Sementara itu, Pendiri Garasi Volvo, Evan Jeremy Kurniawan membawa narasi kuat tentang hubungan personal dengan brand. Alumni magang Volvo Cars USA ini membangun bengkel komunitas berbasis nilai-nilai klasik Volvo: keselamatan, keberlanjutan, dan ketahanan.

“Volvo bukan sekadar mobil, ia adalah filosofi hidup,” kata Evan.

Ia menekankan pentingnya menghidupkan kembali mobil klasik dengan semangat masa depan, di mana elektrifikasi bisa berdampingan dengan warisan.

Volvo tidak asing dengan terobosan. Dari sabuk pengaman tiga titik tahun 1959 hingga City Safety dan Pilot Assist saat ini, inovasi selalu hadir dengan tujuan melindungi manusia. Teknologi seperti LAMBDA Sond bahkan memungkinkan mobil-mobil klasik Volvo tetap lolos uji emisi di Indonesi menunjukkan bahwa desain berkelanjutan sudah tertanam sejak awal.

Hal ini menegaskan posisi Volvo sebagai merek otomotif yang memikirkan keberlanjutan secara menyeluruh, bukan hanya mengikuti tren.Dalam sesi terpisah, Koji Horii, Chief Strategy Officer Volvo Car Indonesia, mengungkap bahwa keberhasilan Volvo tak bisa dilepaskan dari dukungan komunitas setianya.

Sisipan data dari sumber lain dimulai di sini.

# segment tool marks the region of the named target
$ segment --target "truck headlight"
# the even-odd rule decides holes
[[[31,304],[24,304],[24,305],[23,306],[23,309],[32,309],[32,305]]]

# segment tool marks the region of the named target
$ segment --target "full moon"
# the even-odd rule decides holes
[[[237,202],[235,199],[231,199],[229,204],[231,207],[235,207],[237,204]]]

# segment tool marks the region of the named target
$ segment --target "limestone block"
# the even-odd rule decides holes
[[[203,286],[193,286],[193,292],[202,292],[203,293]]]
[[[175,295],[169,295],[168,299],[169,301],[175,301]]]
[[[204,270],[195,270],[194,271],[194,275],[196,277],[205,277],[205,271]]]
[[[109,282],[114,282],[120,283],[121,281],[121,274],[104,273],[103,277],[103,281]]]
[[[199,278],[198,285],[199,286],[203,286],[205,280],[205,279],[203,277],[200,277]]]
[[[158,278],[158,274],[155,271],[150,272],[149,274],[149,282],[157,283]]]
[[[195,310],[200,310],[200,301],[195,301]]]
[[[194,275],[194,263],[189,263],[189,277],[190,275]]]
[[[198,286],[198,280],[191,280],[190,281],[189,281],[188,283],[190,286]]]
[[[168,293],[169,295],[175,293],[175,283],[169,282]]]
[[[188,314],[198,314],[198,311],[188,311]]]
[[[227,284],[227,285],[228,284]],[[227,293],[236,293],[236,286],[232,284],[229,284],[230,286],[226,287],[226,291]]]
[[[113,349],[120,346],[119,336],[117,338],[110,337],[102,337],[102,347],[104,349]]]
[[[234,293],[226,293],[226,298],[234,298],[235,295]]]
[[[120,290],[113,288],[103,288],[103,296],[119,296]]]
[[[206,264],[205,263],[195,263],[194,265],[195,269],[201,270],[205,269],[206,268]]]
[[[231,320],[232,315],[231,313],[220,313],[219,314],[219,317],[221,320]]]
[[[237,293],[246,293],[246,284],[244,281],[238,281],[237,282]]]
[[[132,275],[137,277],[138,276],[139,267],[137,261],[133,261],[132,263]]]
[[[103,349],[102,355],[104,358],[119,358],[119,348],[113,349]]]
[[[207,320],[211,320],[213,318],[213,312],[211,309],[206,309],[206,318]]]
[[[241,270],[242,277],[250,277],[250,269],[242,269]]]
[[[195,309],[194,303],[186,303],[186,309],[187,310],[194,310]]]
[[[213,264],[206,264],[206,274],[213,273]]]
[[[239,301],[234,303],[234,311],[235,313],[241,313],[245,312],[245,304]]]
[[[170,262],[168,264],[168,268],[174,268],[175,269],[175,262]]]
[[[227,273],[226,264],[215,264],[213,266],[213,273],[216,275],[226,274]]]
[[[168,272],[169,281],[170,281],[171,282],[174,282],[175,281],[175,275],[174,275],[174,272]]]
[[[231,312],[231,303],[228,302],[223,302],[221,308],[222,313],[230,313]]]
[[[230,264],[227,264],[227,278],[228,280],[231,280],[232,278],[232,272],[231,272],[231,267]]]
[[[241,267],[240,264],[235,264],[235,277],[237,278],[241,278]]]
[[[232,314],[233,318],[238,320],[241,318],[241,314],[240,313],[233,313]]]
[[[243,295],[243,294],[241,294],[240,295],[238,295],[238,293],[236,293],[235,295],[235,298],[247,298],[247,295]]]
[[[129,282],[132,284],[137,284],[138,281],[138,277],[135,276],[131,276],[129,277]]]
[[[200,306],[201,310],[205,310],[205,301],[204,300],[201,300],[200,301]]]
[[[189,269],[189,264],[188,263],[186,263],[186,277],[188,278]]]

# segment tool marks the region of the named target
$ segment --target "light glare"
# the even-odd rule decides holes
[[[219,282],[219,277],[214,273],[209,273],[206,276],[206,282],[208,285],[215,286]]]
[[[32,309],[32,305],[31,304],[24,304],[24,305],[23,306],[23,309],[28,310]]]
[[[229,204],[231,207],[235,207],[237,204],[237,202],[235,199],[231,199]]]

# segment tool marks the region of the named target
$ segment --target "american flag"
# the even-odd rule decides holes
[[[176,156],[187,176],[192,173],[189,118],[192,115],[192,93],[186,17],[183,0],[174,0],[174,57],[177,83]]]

“Kami menyadari pentingnya regenerasi. Tapi kami juga tahu, kekuatan Volvo terletak pada warisan nilai yang tidak berubah,” ungkap Koji.

Melalui pendekatan ini, Volvo membuktikan bahwa menjadi modern tak harus melupakan sejarah. Dengan komunitas sebagai mitra strategis, Volvo membangun transisi elektrifikasi yang menyentuh sisi manusia dan menghormati perjalanan panjangnya.

Sesi ini menggarisbawahi filosofi Volvo bahwa masa depan mobilitas tidak hanya ditentukan oleh baterai dan teknologi, tapi juga oleh kepercayaan, nilai kemanusiaan, dan komunitas.

Volvo bukan hanya membuat mobil listrik—mereka membangun ekosistem mobilitas yang mengedepankan keselamatan, keberlanjutan, dan hubungan jangka panjang.